Finishing of the shawl Finishing of the shawl from an alternate angle
Making it count

The idea of weaving something based on the Fibonacci sequence had been in my mind for a while. When I saw some beautiful hand-dyed skeins of yarn in my local yarn shop, I realized those would be the perfect yarn to make this idea come to life. I picked a skein of blue and a skein of white with colored speckles to alternate in the warp and added two skeins in bright pink for the weft. The yarn is a beautiful mix of cotton, alpaca and merino. The thread is quite thin, making it perfect for an airy summer shawl. I was ready to start working on a shawl design incorporating the Fibonacci numbers.

Close-up of the shawl showing the yarn threads
Yarn up close

Weaving waves

To capture the Fibonacci sequence in weaving, I came up with a wavelike pattern. Basically, I made a straight draft covering 8 shafts. However, I did not use one warp thread per shaft as would be the case for a standard straight draft. Instead, I let the Fibonacci numbers decide how many warp treads to put on a shaft before continuing to the next one. So, there is 1 warp thread on the first shaft, 1 on the second shaft, 2 on the third shaft, up until 13 warp threads on shaft 7. Then, I went back down the Fibonacci sequence: 8 warp threads on the last shaft, 5 threads on the first shaft and so on. I applied the same technique to the treadling. This variation in the amount of warp and weft threads per shaft results in a weaving draft that starts to wave. Using the Fibonacci sequence, I ended up with a wavy weave.

Shawl folded onto itself twice Detailed close-up of the shawl
Riding the waves

Placing several adjacent warp threads on the same shaft is not the way to go for the actual woven cloth. The draft I made was a block draft, not a proper weaving draft yet. In a block draft, the warp ‘threads’ do not represent actual threads but blocks of threads. By substituting the blocks of threads into the block draft, a weaving draft is created. The fun of making block drafts is that you can substitute blocks based on different weaving structures in the same draft, ending up with countless weaving drafts derived from a single block draft.

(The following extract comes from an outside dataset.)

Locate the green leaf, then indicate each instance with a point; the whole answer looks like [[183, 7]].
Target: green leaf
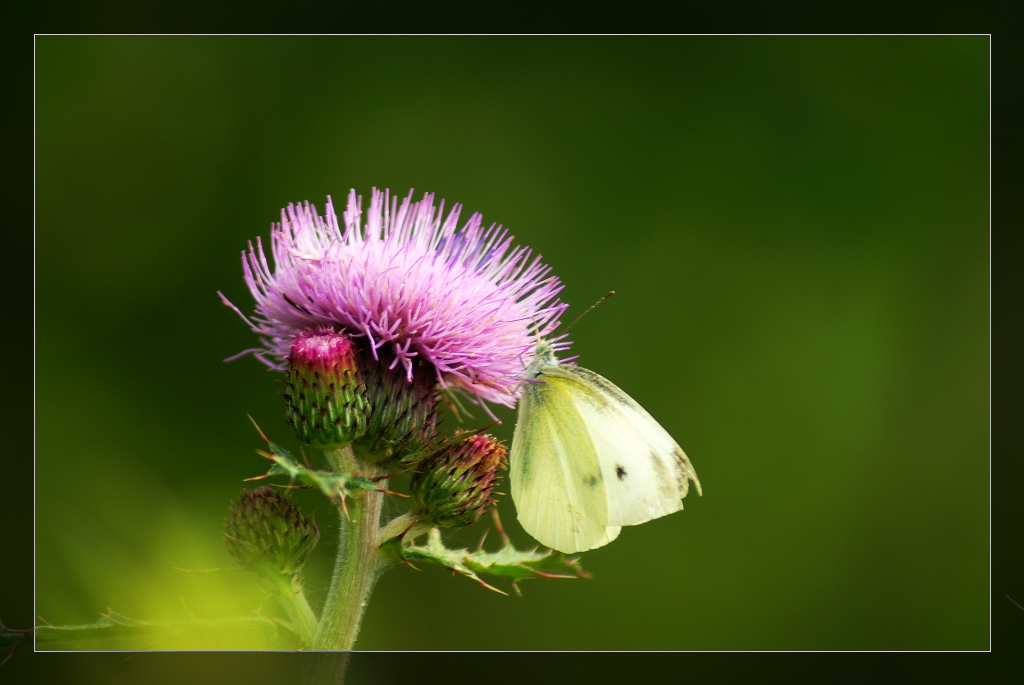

Shawl folded onto itself once
Turned Taquete on repeat

True to my new love for Turned Taquete, I turned the block draft into a Turned Taquete pattern. In weaving software, this is quite simple: redraw the block warp onto a network, add a parallel repeat to the warp and add a tabby to the treadling. Each of these steps is just a couple of clicks, hence my design was quickly done.

Subtle and soft

The yarn was a joy to work with and led to surprising results. The alternating blue and speckled yarn looked beautiful together in the warp. Once I started weaving with the bright pink weft, the result was more subtle than I had anticipated. The cotton, alpaca and merino fibers in the yarn did not take up the dye in the same way: the yarn has a white cotton core thread containing bright colored alpaca and merino fibers. Still, the blue and bright pink yarn had a quite intense color on the skein.

In the woven cloth, the three yarn colors combined into a more subtle color palette. This made for subtle waves changing in color between the blue and speckled warp on a pink background. The resulting shawl is incredibly soft, light and airy. I had fun applying the Fibonacci sequence into weaving and trying out this beautiful hand-dyed yarn. The shawl is perfect for this time of the year, so I will certainly enjoy wearing it.